Mulai sekarang, penilaian yang didasarkan atas nilai-nilai primordialisme harus disingkirkan. Yang harus kita lakukan ialah bagaimana membangun kultur kolektif bangsa sehingga penghargaan dan hukuman dilandaskan atas penilaian yang obyektif.
Demikian dikatakan guru besar Universitas Padjadjaran (Unpad), Prof Kusnaka Adimihardja PhD, Kamis (15/12). Kusnaka dihubungi menanggapi kekecewaan para tokoh dari Paguyuban Pasundan atas dicopotnya dua menteri asal Jabar dari jajaran Kabinet Indonesia Bersatu.
Kusnaka menuturkan, sekarang jangan lagi berpikir primordial. Penilaian yang didasarkan atas kemampuan dan tolok ukur yang jelas serta rasional yang seharusnya dikedepankan.
Alasan kesukuan sangat tidak relevan karena masalah bangsa ini besar. Jangan mengandalkan emosional, tapi kalkulasi yang rasional, katanya.
Lebih lanjut Kusnaka menjelaskan, sebenarnya orang Sunda itu sangat rasional. Karena rasional, maka orang Sunda melihat kultur sebagai sesuatu yang dinamis.
Jadi, mungkin saja institusinya yang masih konservatif tidak melihat realitas dan dinamika yang terjadi, tuturnya.
Kusnaka mengakui sulit menginternalisasi watak rasional orang Sunda dalam sebuah institusi karena nantinya akan menimbulkan konflik antara pihak yang rasional dan konservatif.
Sementara itu, mantan anggota DPR asal Jawa Barat, Tjetje Hidayat Padmadinata, mengutarakan, ketika berbicara Kabinet Indonesia Bersatu, maka asal- usul etnik dan daerah jangan dikedepankan. Kurang relevan lah, ujar Tjetje.
Menurut dia, yang harus dipertimbangkan dari seorang menteri atau calon menteri ialah rekam jejaknya, yang meliputi integritas pribadi dan profesionalismenya.
Perlu ada pencerahan
Tjetje merasa bersyukur bahwa ternyata ada orang Sunda yang menjadi menteri. Namun, sebelum diangkat menjadi menteri, presiden harus bertanya terlebih dahulu kepada orang Sunda bagaimana reputasi orang tersebut. Jadi, pemilihan pejabat negara tidak asal Sunda saja.

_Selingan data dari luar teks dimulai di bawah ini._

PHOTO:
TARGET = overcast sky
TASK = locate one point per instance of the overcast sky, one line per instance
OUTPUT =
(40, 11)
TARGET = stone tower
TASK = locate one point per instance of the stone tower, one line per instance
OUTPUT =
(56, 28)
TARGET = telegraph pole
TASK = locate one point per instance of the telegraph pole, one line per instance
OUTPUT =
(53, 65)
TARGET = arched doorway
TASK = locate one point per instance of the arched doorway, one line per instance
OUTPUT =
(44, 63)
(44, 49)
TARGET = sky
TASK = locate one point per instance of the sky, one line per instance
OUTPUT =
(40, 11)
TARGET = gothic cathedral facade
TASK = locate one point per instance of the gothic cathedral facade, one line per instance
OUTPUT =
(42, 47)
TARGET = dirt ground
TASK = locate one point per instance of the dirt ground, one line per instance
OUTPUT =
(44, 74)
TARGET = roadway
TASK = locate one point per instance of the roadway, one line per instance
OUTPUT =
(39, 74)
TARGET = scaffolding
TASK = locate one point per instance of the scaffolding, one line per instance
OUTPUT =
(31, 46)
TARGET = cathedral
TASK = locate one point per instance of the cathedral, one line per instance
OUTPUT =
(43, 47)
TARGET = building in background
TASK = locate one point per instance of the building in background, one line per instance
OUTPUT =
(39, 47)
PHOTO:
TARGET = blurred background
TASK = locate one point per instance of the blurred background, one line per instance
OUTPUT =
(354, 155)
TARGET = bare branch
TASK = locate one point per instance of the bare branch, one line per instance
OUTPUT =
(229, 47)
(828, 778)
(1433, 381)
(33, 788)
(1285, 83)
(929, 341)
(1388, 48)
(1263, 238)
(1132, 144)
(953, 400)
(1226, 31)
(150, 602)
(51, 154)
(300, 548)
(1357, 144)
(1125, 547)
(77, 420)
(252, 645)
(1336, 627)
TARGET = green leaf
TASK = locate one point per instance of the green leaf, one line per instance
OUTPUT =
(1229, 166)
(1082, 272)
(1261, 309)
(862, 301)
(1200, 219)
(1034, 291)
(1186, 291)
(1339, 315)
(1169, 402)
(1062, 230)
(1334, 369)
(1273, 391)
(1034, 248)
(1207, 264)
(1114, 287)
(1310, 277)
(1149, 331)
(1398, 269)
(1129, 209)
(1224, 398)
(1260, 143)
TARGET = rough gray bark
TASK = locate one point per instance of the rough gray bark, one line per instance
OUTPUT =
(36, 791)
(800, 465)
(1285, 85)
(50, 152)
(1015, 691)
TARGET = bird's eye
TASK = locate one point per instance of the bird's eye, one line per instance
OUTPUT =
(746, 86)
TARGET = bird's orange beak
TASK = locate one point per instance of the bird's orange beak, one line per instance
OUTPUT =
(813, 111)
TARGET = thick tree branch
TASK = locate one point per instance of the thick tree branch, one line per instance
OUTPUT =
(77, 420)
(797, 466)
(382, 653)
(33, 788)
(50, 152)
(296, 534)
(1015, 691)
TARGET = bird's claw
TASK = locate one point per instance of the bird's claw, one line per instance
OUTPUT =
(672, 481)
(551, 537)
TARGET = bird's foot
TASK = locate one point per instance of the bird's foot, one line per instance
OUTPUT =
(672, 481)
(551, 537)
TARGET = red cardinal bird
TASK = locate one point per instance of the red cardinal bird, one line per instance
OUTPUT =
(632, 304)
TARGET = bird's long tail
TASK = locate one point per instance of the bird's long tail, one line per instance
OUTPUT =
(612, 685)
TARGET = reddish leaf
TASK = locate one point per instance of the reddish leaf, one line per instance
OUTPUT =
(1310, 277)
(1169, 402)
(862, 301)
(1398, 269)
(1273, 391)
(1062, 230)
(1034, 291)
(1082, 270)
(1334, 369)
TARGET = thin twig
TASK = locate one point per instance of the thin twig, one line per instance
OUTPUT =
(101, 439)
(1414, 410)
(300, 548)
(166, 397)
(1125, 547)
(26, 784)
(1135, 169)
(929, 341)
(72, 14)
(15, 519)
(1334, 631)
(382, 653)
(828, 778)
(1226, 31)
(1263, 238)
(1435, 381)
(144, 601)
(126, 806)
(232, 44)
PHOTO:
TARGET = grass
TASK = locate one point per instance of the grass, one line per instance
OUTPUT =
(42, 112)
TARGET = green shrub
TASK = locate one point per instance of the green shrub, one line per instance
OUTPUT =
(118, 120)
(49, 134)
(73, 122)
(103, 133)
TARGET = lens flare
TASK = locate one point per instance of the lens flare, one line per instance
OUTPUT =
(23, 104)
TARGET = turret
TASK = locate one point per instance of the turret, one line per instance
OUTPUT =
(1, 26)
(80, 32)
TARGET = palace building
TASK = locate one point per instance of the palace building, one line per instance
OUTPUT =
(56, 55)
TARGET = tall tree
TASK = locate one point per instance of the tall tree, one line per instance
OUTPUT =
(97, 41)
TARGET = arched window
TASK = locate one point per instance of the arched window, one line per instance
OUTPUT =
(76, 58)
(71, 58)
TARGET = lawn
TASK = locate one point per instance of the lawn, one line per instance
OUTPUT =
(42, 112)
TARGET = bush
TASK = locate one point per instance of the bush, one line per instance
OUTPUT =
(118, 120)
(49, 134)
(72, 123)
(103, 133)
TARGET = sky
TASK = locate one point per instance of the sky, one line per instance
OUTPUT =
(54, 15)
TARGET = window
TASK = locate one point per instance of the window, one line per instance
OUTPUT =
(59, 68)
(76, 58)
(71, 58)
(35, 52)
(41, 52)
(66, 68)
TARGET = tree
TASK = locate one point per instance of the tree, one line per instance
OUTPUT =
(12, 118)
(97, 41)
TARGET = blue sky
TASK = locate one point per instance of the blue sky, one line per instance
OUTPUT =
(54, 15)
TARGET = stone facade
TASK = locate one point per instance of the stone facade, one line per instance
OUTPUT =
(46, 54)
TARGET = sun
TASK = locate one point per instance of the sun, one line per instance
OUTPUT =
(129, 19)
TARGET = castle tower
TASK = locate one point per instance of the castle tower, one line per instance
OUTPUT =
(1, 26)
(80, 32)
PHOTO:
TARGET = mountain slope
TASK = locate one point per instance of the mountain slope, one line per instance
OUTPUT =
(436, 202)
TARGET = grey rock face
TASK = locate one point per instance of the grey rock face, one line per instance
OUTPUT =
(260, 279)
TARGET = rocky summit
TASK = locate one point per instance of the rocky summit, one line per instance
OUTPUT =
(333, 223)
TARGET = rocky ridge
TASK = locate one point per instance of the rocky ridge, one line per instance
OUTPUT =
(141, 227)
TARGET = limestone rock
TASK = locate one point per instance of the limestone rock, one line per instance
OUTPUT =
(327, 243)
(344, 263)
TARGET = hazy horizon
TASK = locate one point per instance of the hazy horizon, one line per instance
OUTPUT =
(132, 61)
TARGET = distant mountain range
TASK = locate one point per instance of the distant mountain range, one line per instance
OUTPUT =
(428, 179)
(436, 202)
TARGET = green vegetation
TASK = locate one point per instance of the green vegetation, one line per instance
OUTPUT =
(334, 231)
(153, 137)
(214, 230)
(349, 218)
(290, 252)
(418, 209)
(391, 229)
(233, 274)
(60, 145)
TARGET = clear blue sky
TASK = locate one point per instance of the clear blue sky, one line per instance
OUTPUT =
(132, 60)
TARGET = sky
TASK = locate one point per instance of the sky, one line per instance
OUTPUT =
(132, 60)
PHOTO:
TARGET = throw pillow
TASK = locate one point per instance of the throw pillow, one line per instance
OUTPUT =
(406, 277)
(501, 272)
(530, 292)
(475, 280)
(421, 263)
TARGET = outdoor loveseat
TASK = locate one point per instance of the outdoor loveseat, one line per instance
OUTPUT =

Meski kultur orang Sunda sendiri sebenarnya rasional, ujar Tjetje, pemikiran setiap orang tetap akan berbeda.
Oleh karena itu, lanjut Tjetje, agar memiliki wawasan kebangsaan yang luas, perlu adanya proses pencerahan berpikir di kalangan orang Sunda.
Sementara itu, Dr Nina Herlina Lubis, Ketua Masyarakat Sejarawan Indonesia Jabar, mengatakan, sikap tokoh Paguyuban Pasundan yang merasa kecewa atas pencopotan dua menteri asal Jabar merupakan sikap yang baru.
Justru Paguyuban Pasundan berani bicara terbuka ini sikap baru. Dulu mana ada orang berani. Jadi, bagi negeri dengan berbagai macam suku, perhatikan juga masalah keterwakilan ini, ujar Nina Lubis.
Akan tetapi, lanjut Nina, kekecewaan itu tidak mencerminkan aspirasi masyarakat Sunda secara keseluruhan. Banyak juga yang tidak peduli dengan urusan kesundaan atau juga tidak mau menunjukkan sikap. Ini adalah sikap siger tengah (mencari aman) yang menjadi budaya politik Sunda, ungkap Nina Lubis.
Menurut dia, selama ini orang Sunda merasa tersisihkan dalam percaturan politik nasional, bahkan di kandang sendiri. Masalah keterwakilan dalam kabinet sudah sering dikemukakan berbagai kalangan di Bandung secara terbuka dalam berbagai kesempatan kepada para calon presiden sebelum pemilihan.